[Pacemaker] Cluster Refuses to Stop/Shutdown
Andrew Beekhof
andrew at beekhof.net
Tue Oct 6 14:20:58 UTC 2009
I could re-paste the whole thing, but its easier to just throw up the link:
http://theclusterguy.clusterlabs.org/post/205886990/advisory-dont-use-pacemaker-on-corosync-yet
On Thu, Sep 24, 2009 at 4:56 PM, Remi Broemeling <remi at nexopia.com> wrote:
> I posted this to the OpenAIS Mailing List (
> openais at lists.linux-foundation.org) yesterday, but haven't received a
> response and upon further reflection I think that maybe I chose the wrong
> list to post it to. That list seems to be far less about user support and
> far more about developer communication. Therefore re-trying here, as the
> archives show it to be somewhat more user-focused.
>
> The problem is that I'm having an issue with corosync refusing to shutdown
> in response to a QUIT signal. Given the below cluster (output of crm_mon):
>
> ============
> Last updated: Wed Sep 23 15:56:24 2009
> Stack: openais
> Current DC: boot1 - partition with quorum
> Version: 1.0.5-3840e6b5a305ccb803d29b468556739e75532d56
> 2 Nodes configured, 2 expected votes
> 0 Resources configured.
> ============
>
> Online: [ boot1 boot2 ]
>
> If I go onto the host 'boot2', and issue the command "killall -QUIT
> corosync", the anticipated result would be that boot2 would go offline (out
> of the cluster), and all of the cluster processes
> (corosync/stonithd/cib/lrmd/attrd/pengine/crmd) would shut-down.
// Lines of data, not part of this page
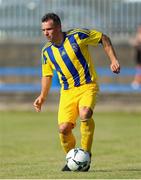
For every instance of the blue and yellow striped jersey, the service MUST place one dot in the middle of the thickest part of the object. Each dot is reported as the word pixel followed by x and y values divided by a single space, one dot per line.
pixel 71 59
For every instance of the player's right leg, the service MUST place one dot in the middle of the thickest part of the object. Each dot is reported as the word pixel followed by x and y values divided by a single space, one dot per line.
pixel 67 115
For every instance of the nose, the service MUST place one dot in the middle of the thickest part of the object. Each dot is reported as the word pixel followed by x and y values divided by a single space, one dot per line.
pixel 46 33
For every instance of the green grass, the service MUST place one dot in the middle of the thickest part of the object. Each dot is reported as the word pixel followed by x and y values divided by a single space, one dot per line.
pixel 30 147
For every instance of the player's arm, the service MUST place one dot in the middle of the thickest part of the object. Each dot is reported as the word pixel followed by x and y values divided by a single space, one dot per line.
pixel 45 86
pixel 108 47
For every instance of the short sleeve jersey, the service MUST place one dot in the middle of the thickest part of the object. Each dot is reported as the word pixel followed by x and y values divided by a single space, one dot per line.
pixel 71 59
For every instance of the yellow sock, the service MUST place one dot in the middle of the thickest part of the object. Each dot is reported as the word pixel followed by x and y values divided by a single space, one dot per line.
pixel 67 141
pixel 87 131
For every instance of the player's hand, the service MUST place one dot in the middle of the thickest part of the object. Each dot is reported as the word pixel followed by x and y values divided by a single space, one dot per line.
pixel 115 67
pixel 38 103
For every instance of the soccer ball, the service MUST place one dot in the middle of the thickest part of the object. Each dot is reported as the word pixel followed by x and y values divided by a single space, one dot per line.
pixel 78 159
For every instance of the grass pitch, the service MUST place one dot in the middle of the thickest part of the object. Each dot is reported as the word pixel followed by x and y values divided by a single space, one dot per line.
pixel 30 147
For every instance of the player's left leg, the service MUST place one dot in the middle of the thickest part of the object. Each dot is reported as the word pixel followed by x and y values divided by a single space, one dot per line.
pixel 86 128
pixel 86 106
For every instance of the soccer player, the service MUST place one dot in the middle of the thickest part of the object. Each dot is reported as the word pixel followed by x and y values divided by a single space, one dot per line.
pixel 67 53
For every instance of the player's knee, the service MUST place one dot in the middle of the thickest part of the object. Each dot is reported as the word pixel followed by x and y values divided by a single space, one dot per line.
pixel 85 113
pixel 65 128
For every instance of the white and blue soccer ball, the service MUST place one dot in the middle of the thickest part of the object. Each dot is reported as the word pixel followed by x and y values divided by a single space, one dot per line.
pixel 78 159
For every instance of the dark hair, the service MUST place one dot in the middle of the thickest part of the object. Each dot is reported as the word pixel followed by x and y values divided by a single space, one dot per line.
pixel 52 16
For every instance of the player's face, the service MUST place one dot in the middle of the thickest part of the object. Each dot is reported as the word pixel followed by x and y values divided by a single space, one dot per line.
pixel 50 30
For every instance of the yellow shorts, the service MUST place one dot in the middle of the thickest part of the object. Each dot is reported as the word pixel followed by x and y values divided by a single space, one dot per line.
pixel 73 99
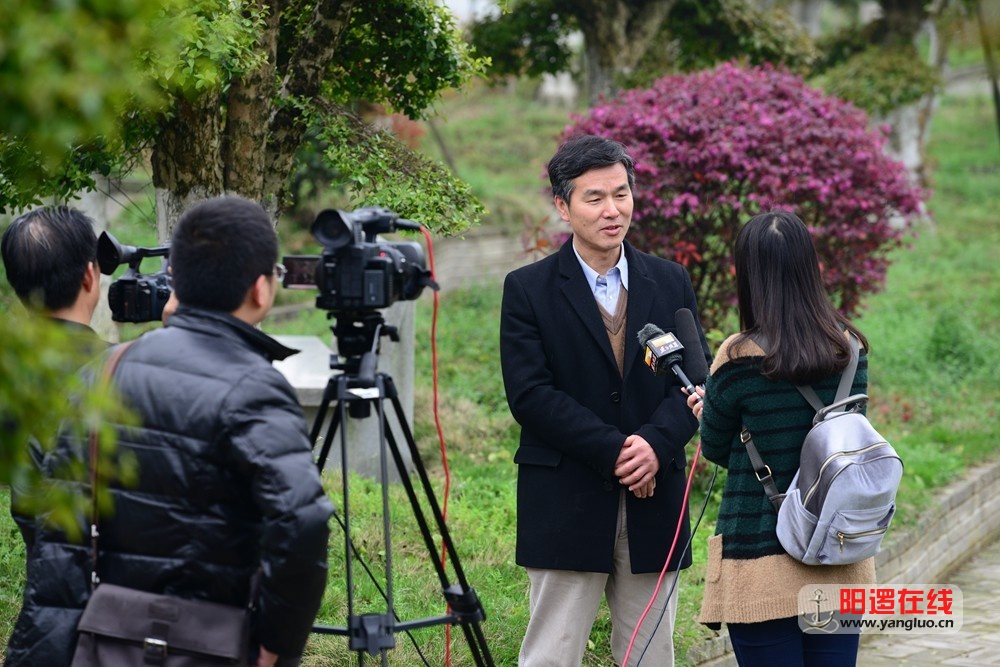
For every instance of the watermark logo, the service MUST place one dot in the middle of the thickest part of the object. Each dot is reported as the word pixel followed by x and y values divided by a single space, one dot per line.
pixel 902 609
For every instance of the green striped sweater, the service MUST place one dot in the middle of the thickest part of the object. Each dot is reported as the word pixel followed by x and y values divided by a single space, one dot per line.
pixel 778 418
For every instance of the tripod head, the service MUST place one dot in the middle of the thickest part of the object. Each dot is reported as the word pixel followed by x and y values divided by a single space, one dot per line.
pixel 357 333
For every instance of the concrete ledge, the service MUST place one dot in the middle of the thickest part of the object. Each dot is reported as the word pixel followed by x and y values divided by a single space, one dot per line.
pixel 965 519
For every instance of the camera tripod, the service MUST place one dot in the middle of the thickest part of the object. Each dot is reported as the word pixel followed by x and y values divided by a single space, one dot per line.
pixel 355 392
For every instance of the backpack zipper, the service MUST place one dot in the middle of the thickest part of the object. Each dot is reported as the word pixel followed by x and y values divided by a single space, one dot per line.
pixel 853 536
pixel 819 477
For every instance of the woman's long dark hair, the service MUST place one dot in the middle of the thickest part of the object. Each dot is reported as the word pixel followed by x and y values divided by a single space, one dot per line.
pixel 782 299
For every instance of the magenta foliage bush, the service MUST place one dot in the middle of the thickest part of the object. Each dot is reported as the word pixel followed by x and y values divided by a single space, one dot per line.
pixel 714 148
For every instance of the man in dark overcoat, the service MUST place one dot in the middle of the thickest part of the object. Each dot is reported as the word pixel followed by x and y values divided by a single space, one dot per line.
pixel 601 462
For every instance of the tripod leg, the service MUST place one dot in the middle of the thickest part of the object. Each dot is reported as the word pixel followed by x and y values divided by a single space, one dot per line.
pixel 467 610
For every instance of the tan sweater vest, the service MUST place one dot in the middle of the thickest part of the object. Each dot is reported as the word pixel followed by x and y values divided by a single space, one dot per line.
pixel 615 324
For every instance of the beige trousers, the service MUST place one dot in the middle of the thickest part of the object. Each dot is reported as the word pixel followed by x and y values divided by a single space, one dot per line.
pixel 563 605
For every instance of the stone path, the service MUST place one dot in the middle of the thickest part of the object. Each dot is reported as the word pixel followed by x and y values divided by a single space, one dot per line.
pixel 978 642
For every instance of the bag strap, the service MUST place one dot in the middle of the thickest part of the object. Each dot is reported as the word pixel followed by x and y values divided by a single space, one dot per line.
pixel 761 470
pixel 846 380
pixel 109 370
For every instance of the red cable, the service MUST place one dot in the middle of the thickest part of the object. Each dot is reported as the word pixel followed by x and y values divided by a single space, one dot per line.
pixel 437 424
pixel 663 572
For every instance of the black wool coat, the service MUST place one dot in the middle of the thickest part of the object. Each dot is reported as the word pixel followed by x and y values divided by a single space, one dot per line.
pixel 575 410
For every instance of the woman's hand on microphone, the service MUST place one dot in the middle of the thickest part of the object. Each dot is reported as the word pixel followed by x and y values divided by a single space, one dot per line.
pixel 696 401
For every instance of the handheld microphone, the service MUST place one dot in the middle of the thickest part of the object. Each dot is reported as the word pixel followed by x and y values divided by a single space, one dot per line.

However,
> this is not occurring, and I don't really have any idea why. After logging
> into boot2, and issuing the command "killall -QUIT corosync", the result is
> a split-brain:
>
> From boot1's viewpoint:
> ============
> Last updated: Wed Sep 23 15:58:27 2009
> Stack: openais
> Current DC: boot1 - partition WITHOUT quorum
> Version: 1.0.5-3840e6b5a305ccb803d29b468556739e75532d56
> 2 Nodes configured, 2 expected votes
> 0 Resources configured.
> ============
>
> Online: [ boot1 ]
> OFFLINE: [ boot2 ]
>
> From boot2's viewpoint:
> ============
> Last updated: Wed Sep 23 15:58:35 2009
> Stack: openais
> Current DC: boot1 - partition with quorum
> Version: 1.0.5-3840e6b5a305ccb803d29b468556739e75532d56
> 2 Nodes configured, 2 expected votes
> 0 Resources configured.
> ============
>
> Online: [ boot1 boot2 ]
>
> At this point the status quo holds until such time as ANOTHER QUIT signal
> is sent to corosync, (i.e. the command "killall -QUIT corosync" is executed
> on boot2 again). Then, boot2 shuts down properly and everything appears to
> be kosher. Basically, what I expect to happen after a single QUIT signal is
> instead taking two QUIT signals to occur; and that summarizes my question:
> why does it take two QUIT signals to force corosync to actually shutdown?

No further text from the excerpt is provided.